Ngarai utama dari sistem sungai gabungan ini terletak sekitar 28 mil (45 km) sebelah timur Everest.
Para peneliti yang menggunakan model numerik untuk mensimulasikan evolusi sistem sungai memperkirakan bahwa pemulihan isostatik menyumbang sekitar 10% dari tingkat pertumbuhan tahunan Everest.
Proses geologis ini tidak hanya terjadi di pegunungan Himalaya.
“Contoh klasiknya adalah Skandinavia, di mana daratan masih mengalami kenaikan akibat mencairnya lapisan es tebal yang menutupi wilayah tersebut selama zaman es terakhir. Proses ini berlanjut hingga saat ini, mempengaruhi garis pantai dan bentang alam, ribuan tahun setelah Zaman Es. meleleh,” kata Dye.
Rekan penulis studi Adam Smith, seorang mahasiswa pascasarjana ilmu geologi di University College London, mengatakan pengukuran GPS menunjukkan kenaikan Everest dan pegunungan Himalaya lainnya yang terus meningkat.
Pertumbuhan ini melampaui erosi permukaan yang disebabkan oleh faktor-faktor seperti angin, hujan, dan aliran sungai. Ketika erosi ini berlanjut, laju pertumbuhan Everest melalui pemulihan isostatik mungkin meningkat.

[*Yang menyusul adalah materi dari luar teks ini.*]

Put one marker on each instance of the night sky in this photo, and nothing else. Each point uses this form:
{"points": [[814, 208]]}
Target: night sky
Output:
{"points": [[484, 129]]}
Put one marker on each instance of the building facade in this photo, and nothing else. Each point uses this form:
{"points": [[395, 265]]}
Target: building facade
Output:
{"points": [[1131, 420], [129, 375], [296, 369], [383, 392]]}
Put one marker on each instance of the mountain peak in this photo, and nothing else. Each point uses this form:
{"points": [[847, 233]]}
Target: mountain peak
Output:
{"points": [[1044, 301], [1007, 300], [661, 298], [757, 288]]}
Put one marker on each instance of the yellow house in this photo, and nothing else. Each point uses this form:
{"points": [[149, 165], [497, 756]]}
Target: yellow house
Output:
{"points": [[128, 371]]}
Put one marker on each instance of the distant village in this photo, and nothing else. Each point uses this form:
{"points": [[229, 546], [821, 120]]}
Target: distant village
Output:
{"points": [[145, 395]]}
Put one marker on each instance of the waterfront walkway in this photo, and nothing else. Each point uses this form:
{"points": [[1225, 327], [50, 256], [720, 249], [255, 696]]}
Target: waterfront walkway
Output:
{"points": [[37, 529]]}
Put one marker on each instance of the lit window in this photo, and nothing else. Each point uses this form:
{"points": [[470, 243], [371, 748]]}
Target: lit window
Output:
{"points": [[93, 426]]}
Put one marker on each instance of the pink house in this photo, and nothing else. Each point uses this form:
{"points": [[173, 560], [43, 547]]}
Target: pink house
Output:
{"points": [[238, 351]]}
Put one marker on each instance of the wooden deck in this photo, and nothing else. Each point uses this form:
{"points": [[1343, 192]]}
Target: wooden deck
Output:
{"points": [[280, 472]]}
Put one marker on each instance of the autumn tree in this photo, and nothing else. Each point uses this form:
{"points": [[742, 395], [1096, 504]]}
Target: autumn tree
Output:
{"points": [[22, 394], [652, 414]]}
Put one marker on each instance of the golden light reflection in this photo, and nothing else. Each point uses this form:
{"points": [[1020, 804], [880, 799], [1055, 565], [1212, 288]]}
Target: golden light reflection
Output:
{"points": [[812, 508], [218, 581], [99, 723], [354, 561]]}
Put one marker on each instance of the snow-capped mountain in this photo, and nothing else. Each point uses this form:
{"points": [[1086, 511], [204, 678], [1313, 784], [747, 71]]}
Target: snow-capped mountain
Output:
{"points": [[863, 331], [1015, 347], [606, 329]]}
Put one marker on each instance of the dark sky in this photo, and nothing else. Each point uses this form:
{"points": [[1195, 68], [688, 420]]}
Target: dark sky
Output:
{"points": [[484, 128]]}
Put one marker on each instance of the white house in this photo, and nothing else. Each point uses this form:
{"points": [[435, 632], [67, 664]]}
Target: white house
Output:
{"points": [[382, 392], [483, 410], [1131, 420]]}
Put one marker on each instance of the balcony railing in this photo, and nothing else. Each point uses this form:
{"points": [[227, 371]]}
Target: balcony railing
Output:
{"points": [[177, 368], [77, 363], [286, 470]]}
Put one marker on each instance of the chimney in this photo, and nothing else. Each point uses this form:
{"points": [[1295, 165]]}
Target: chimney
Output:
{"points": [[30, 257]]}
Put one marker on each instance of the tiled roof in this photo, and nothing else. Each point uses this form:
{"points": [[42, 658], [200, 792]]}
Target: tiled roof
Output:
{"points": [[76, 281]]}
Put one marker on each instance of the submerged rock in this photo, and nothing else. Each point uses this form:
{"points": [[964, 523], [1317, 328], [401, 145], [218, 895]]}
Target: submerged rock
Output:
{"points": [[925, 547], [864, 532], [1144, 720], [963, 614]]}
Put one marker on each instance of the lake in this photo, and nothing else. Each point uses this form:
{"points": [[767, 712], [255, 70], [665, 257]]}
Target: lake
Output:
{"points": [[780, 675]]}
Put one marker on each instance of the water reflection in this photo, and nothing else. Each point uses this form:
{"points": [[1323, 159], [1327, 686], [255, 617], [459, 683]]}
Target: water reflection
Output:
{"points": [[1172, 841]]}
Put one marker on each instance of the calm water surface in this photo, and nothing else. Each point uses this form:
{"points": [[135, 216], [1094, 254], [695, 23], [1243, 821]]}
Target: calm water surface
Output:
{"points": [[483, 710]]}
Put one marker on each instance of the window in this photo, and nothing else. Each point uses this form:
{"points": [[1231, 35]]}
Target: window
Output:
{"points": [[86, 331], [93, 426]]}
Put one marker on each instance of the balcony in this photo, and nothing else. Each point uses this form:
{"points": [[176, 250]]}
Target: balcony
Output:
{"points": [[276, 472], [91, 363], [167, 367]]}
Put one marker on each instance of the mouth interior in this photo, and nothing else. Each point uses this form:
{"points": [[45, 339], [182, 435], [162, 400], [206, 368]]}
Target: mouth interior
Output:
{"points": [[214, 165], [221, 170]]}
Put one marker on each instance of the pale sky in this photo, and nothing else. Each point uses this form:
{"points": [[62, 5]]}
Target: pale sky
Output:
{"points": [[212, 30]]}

Puncak-puncak di sekitarnya, termasuk Lhotse, gunung tertinggi keempat di dunia, dan Makalu, gunung tertinggi kelima, juga mengalami pertumbuhan dari proses yang sama. Lhotse mengalami tingkat pendakian yang serupa ke Everest. Makalu, yang lebih dekat dengan Arun, memiliki tingkat ketinggian yang sedikit lebih tinggi.
“Penelitian ini menyoroti sifat dinamis planet kita. Bahkan objek yang tampak tidak berubah seperti Gunung Everest pun mengalami proses geologi yang konstan, mengingatkan kita bahwa Bumi terus berubah, seringkali dengan cara yang tidak terlihat dalam kehidupan kita sehari-hari,” kata Dye.
Everest, juga dikenal sebagai Sagarmatha dalam bahasa Nepal dan Qomolangma dalam bahasa Tibet, terletak di perbatasan Nepal dan Daerah Otonomi Tibet di Tiongkok. Nama gunung ini diambil dari nama George Everest, seorang surveyor Inggris yang tinggal di India pada abad ke-19.
“Gunung Everest menempati tempat unik dalam kesadaran manusia,” kata Dye.
“Dari sudut pandang fisik, gunung ini adalah titik tertinggi di Bumi, yang menjadikannya sangat penting karena kehebatannya,” tambah Dai.
“Secara budaya, Everest dianggap suci oleh komunitas Sherpa dan Tibet setempat. Secara global, gunung ini melambangkan tantangan terbesar kita, mewakili ketahanan manusia dan keinginan kita untuk melampaui keterbatasan yang kita rasakan,” tutupnya.